To date, almost all of the commercial or prototype LED-based projectors have been "New Era" projectors. Basically, this means they haven’t been bright enough for mainstream business applications such as use in conference rooms. Pico-projectors and LED-based ultraportable projectors have been cool and are even starting to sell in significant volume.

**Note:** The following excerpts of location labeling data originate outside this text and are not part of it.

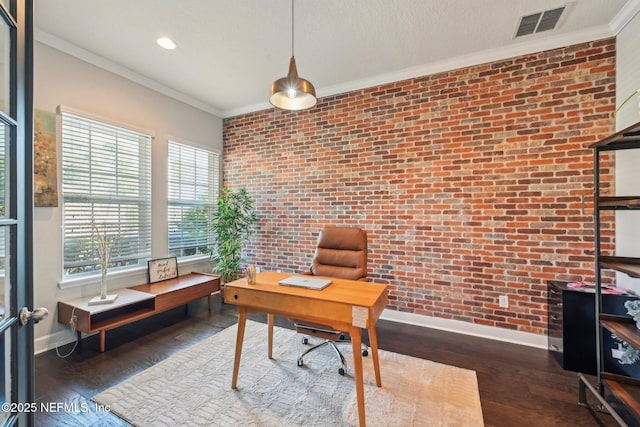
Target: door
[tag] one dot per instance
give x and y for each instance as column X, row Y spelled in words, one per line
column 16, row 213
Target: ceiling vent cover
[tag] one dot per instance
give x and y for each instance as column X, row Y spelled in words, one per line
column 538, row 22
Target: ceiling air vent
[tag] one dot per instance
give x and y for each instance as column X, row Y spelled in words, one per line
column 537, row 22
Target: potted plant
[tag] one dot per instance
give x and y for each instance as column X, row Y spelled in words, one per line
column 233, row 225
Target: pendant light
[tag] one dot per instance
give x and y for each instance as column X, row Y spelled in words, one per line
column 292, row 92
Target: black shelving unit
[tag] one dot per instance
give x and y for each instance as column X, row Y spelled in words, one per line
column 618, row 394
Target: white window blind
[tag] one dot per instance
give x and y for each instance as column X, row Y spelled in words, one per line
column 193, row 194
column 106, row 184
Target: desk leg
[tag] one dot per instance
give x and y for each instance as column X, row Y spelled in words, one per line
column 242, row 320
column 373, row 340
column 270, row 327
column 357, row 366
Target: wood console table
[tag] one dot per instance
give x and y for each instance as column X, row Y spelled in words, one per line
column 135, row 303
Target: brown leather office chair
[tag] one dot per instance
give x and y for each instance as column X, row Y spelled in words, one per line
column 341, row 252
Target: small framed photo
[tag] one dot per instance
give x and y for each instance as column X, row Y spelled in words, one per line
column 162, row 269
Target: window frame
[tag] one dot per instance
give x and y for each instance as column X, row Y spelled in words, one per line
column 140, row 204
column 214, row 184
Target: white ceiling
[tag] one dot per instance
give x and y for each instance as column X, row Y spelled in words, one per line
column 230, row 51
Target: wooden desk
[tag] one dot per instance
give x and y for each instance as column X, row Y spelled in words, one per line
column 136, row 303
column 345, row 305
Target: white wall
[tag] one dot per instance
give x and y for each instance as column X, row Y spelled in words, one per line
column 61, row 79
column 627, row 178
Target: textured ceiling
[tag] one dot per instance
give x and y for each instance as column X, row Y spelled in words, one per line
column 230, row 51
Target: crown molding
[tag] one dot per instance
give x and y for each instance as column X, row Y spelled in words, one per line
column 101, row 62
column 531, row 45
column 624, row 16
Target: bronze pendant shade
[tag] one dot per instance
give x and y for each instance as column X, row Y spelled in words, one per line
column 292, row 92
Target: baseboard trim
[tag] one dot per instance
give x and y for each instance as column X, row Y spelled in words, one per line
column 60, row 338
column 466, row 328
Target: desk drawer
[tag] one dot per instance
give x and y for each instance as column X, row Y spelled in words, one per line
column 298, row 307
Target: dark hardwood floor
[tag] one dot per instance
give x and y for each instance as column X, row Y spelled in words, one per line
column 519, row 386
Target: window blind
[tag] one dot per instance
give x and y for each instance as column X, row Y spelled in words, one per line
column 106, row 186
column 193, row 192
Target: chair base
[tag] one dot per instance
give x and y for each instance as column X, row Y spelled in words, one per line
column 342, row 370
column 330, row 339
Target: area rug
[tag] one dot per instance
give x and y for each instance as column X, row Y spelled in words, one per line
column 193, row 388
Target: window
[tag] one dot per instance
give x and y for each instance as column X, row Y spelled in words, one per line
column 106, row 186
column 193, row 193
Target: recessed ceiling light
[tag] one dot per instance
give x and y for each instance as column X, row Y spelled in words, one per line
column 166, row 43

But if you wanted to put them in a well-lit conference room and show a PowerPoint to a group of 10, they just wouldn’t cut the mustard.
Insight Media Analyst
This barrier seems to be crumbling, however, and at least one LED-based projector is being demonstrated at InfoComm this week with just over 1000 lumens of output. This projector was built by Coretronic, with a single-chip DLP imager from TI, LEDs from Luminus Devices and a LED driver board from Osram.
I had a chance to discuss this projector with Kurt Eckles from TI and Brian Bennett from Luminus. The projector consumes 300W total and is said to produce "just over 1000 lumens." The DLP imager is an XGA imager with a 0.7" diagonal and ±14° mirror tilt. Older DLP imagers used a ±12° tilt but the increased tilt angle gives a higher étendue, allowing more of the light from the LEDs to reach the imager. The projector used Luminus PT-121 red, green and blue LEDs. According to Bennett, these LEDs are identical to the PT-120 LEDs except for aspect ratio: the PT-121 LEDs are 4:3 and the PT-120 are 16:9. Both types have the same total active area, the same drive current (up to 30A pulsed or 16A CW) and the same package design. The LED aspect ratio is designed to match the imager aspect ratio, again to maximize light transfer from the LED to the DLP.

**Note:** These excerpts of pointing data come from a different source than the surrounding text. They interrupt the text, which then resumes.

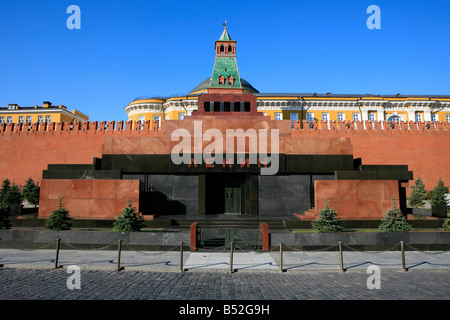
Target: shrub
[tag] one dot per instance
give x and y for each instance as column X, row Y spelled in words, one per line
column 6, row 185
column 327, row 220
column 418, row 194
column 446, row 224
column 12, row 196
column 4, row 216
column 129, row 220
column 437, row 196
column 59, row 218
column 394, row 220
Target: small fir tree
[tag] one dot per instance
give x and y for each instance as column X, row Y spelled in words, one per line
column 59, row 218
column 4, row 216
column 418, row 194
column 394, row 220
column 446, row 224
column 129, row 220
column 327, row 220
column 13, row 196
column 438, row 194
column 6, row 185
column 31, row 192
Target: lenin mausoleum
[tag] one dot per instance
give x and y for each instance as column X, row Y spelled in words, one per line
column 225, row 148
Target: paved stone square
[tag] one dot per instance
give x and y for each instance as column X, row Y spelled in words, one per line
column 51, row 284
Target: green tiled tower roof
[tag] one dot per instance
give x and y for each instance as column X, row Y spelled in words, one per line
column 225, row 35
column 225, row 65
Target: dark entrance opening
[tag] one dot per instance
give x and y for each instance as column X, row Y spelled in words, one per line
column 225, row 193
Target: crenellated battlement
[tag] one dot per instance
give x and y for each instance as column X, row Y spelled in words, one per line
column 153, row 128
column 89, row 127
column 355, row 127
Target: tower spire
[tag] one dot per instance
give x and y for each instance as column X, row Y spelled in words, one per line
column 225, row 73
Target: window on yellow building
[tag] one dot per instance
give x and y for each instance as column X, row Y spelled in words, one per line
column 434, row 117
column 294, row 117
column 419, row 116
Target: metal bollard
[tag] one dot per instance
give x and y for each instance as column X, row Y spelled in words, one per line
column 58, row 241
column 281, row 257
column 119, row 249
column 403, row 256
column 181, row 257
column 231, row 257
column 341, row 256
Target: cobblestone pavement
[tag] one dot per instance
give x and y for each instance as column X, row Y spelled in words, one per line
column 51, row 284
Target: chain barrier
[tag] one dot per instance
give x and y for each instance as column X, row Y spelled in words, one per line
column 153, row 253
column 44, row 246
column 425, row 251
column 318, row 250
column 370, row 252
column 95, row 249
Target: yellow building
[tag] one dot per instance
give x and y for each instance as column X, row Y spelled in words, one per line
column 46, row 113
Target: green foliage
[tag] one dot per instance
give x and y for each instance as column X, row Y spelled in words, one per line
column 394, row 220
column 418, row 194
column 437, row 196
column 4, row 216
column 12, row 195
column 31, row 192
column 6, row 185
column 129, row 220
column 446, row 224
column 327, row 220
column 59, row 218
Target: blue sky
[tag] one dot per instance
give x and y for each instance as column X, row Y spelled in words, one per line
column 127, row 49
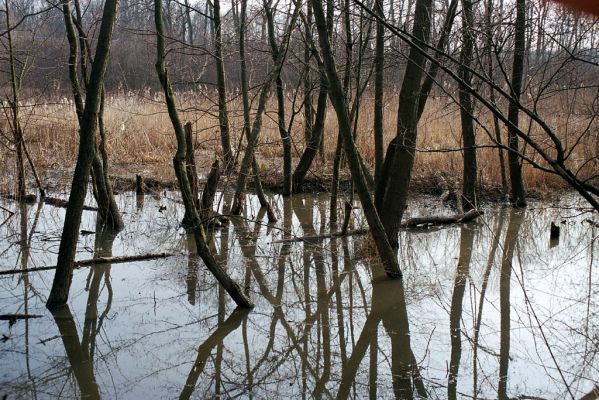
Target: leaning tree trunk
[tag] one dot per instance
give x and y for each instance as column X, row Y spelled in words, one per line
column 245, row 94
column 518, row 197
column 392, row 192
column 379, row 74
column 219, row 273
column 14, row 105
column 497, row 129
column 68, row 243
column 285, row 138
column 315, row 137
column 107, row 207
column 248, row 156
column 338, row 99
column 469, row 201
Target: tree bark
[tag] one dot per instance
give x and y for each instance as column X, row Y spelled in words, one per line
column 68, row 243
column 469, row 196
column 339, row 101
column 392, row 191
column 285, row 138
column 223, row 115
column 248, row 156
column 219, row 273
column 245, row 94
column 518, row 197
column 379, row 77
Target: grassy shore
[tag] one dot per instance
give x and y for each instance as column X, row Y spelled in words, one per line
column 141, row 140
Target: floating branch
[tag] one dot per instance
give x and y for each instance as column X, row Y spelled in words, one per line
column 412, row 223
column 94, row 261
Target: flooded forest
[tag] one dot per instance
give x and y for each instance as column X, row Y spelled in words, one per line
column 299, row 199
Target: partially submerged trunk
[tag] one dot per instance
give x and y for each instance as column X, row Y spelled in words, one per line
column 219, row 273
column 285, row 138
column 248, row 157
column 469, row 196
column 338, row 99
column 68, row 243
column 246, row 110
column 223, row 115
column 518, row 197
column 392, row 191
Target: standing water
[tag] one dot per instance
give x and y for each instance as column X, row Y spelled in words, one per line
column 488, row 309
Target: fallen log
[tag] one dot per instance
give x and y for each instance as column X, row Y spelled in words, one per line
column 56, row 202
column 94, row 261
column 412, row 223
column 14, row 317
column 441, row 220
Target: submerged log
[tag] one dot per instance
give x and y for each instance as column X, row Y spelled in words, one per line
column 94, row 261
column 411, row 223
column 441, row 220
column 13, row 317
column 56, row 202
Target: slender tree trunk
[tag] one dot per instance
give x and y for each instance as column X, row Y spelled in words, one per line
column 339, row 101
column 246, row 111
column 68, row 243
column 433, row 69
column 285, row 138
column 103, row 193
column 308, row 108
column 223, row 115
column 392, row 192
column 379, row 71
column 511, row 238
column 219, row 273
column 455, row 315
column 497, row 129
column 315, row 138
column 257, row 126
column 469, row 196
column 14, row 105
column 518, row 197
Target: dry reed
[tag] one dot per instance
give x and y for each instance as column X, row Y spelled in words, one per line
column 140, row 138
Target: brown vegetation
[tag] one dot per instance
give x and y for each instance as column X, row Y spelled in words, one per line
column 140, row 139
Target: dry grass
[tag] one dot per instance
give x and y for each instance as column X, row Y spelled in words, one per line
column 141, row 138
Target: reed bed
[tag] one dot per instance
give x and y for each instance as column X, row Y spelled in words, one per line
column 141, row 140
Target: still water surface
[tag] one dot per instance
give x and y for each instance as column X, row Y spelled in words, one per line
column 489, row 309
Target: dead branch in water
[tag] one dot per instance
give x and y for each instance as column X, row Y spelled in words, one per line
column 14, row 317
column 56, row 202
column 94, row 261
column 412, row 223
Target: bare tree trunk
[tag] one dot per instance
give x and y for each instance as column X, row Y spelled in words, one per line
column 511, row 238
column 338, row 99
column 223, row 115
column 285, row 138
column 14, row 105
column 433, row 69
column 379, row 72
column 518, row 198
column 469, row 197
column 497, row 129
column 219, row 273
column 392, row 192
column 103, row 193
column 246, row 111
column 257, row 126
column 68, row 243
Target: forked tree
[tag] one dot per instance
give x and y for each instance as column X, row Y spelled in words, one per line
column 89, row 123
column 197, row 229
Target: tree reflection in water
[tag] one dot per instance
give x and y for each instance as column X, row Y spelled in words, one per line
column 327, row 324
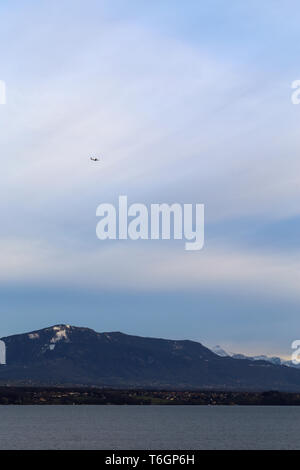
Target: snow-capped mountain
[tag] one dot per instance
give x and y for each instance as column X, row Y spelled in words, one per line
column 69, row 355
column 273, row 359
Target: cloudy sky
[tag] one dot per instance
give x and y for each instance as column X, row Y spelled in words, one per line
column 187, row 102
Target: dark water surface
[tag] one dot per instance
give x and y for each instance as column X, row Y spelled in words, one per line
column 149, row 427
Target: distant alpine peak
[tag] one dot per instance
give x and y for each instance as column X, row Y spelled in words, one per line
column 219, row 351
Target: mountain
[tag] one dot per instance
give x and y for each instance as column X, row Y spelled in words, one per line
column 273, row 359
column 220, row 351
column 69, row 355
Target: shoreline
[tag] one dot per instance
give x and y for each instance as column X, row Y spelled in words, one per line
column 21, row 395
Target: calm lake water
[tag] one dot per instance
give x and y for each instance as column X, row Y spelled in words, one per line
column 153, row 427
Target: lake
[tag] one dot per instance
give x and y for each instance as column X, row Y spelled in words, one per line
column 149, row 427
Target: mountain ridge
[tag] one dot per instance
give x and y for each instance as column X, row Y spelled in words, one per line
column 71, row 355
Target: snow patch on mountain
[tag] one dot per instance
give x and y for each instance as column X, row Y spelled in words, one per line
column 33, row 335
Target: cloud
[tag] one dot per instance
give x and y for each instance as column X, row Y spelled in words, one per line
column 126, row 266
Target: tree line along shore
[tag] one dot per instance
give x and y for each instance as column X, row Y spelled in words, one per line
column 19, row 395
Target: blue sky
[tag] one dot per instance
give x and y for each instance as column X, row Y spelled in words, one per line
column 187, row 103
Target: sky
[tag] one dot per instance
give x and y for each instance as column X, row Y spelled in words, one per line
column 186, row 102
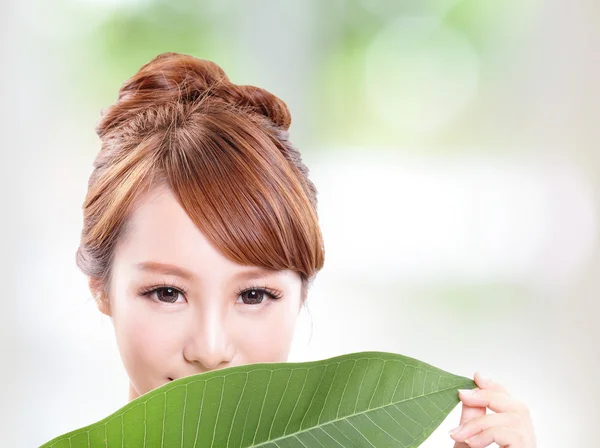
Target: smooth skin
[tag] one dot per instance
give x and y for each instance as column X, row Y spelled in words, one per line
column 509, row 426
column 179, row 307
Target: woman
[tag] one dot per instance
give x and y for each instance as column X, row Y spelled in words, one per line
column 201, row 236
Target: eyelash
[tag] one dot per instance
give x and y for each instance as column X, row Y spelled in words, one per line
column 273, row 294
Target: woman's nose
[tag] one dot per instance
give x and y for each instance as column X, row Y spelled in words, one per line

LED drivers are a surprisingly important part of high-performance DLP/LED projection systems. LED drivers can be quite simple, although no circuit to handle 90A for the 3 LEDs can ever be truly simple. On the other hand, simple drivers lead to modest performance. To maximize output and contrast and minimize color-breakup, quite sophisticated drive circuits are needed. For example, the Osram driver, described in detail in the November 2008 Large Display Report, not only switches the 30A for each of the 3 LEDs, it will switch the 30A in 1 microsecond. According to Eckles, the projector overlays red, green and blue illumination of the LEDs to produce a virtual white segment to increase total throughput. This feature is one that can be implemented with the Osram drive board. While I don’t like white segments in lamp-based projectors, the higher saturation of the LED primary colors compared to the colors produced with a lamp/color wheel combination may make a virtual white segment acceptable. I certainly have no complaints about the colors I saw on the screen at Infocomm.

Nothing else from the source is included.